È famoso per aver fatto fuori in qualche mese 28 animali, tra mucche, asini e caprette, prima di lasciare la montagna vicentina e incamminarsi per il Trentino, dove al momento dovrebbe essere in letargo. Per lui il processo mediatico è iniziato in estate, e non ne è uscito bene. Ma, nei dibattiti sui giornali e nelle dichiarazioni dei politici, non è mai stata pronunciata una sentenza. Né a suo favore né contro. Tante ipotesi e ragionamenti, ma mai in un tribunale finora. Invece adesso Genè è stato chiamato a presentarsi a processo.

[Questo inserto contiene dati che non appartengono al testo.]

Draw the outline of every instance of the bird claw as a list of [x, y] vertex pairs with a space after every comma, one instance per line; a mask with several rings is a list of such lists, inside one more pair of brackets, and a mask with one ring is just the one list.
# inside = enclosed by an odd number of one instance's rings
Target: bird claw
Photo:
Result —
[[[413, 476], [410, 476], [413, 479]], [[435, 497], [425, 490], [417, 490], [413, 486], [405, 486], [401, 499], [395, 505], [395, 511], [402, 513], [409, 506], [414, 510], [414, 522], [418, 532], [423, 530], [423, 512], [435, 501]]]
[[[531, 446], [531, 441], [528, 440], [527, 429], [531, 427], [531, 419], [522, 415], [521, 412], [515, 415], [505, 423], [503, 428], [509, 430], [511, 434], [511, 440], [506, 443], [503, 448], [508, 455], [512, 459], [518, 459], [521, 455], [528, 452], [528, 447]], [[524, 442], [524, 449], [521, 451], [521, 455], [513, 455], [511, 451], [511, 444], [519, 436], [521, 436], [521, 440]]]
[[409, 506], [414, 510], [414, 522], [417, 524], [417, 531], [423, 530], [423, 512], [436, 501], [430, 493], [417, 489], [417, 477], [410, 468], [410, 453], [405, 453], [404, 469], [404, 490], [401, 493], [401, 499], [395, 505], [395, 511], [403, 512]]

La prima (e definitiva) udienza sarà il 6 dicembre alle 17 nella sala del consiglio di Roana a Canove. Non si tratta di uno scherzo, ma di un processo vero e proprio. Tanto che il giudice chiamato a dare il giudizio finale sarà l’ex procuratore di Vicenza, Ivano Nelson Salvarani. «Ha già chiesto gli incartamenti, con i dati dei danni e degli animali sbranati – spiega Giliano Carli, presidente dell’associazione culturale Conteiner, che ha organizzato il processo-spettacolo Tribunale Scalzo – l’esito non sarà scontato».
In difesa dell’orso ci sarà l’avvocato padovano Marco Paggi, per l’accusa invece si presenterà in veste di pubblico ministero l’avvocato Marco Antonio Dal Ben. Ci saranno per entrambe le parti dei testimoni: pro alcuni specialisti del settore, contro i malgari che hanno subito danni e hanno trascorso l’estate a proteggere le loro bestie dalla grande fame di Genè.
Ma il protagonista sarà lui, perché il processo non sarà di certo in contumacia. Non potendo rintracciarlo, gli organizzatori hanno pensato di farlo interpretare al guardiacaccia scrittore Giancarlo Ferron. Il giudice, inoltre, si avvarrà di un consulente tecnico sopra le parti, ovvero Daniele Zovi, comandante regionale del Corpo Forestale dello Stato. «Il processo è serio, tanto che non sappiamo quale sarà l’esito – sottolinea l’esperto – io racconterò la storia dell’orso, come si è comportato e quali azioni sono state fatte per controllare le sue malefatte. Sarà un modo per riflettere sulla questione a bocce ferme, per far parlare i malghesi e per riflettere sul ritorno dei grandi carnivori».
È proprio questo l’intento degli organizzatori dello speciale processo ad un orso: «Riflettere sulla contrapposizione tra civiltà e natura, tra ragione ed istinto – afferma Carli – tra coloro che sostengono che l’orso vada abbattuto, o quanto meno catturato, e coloro che difendono i diritti dell’animale. E, pensando al Medioevo, quando i processi agli animali venivano presi seriamente, abbiamo deciso di farne uno. La sentenza non la conosciamo, ma di sicuro Genè non sarà messo al rogo».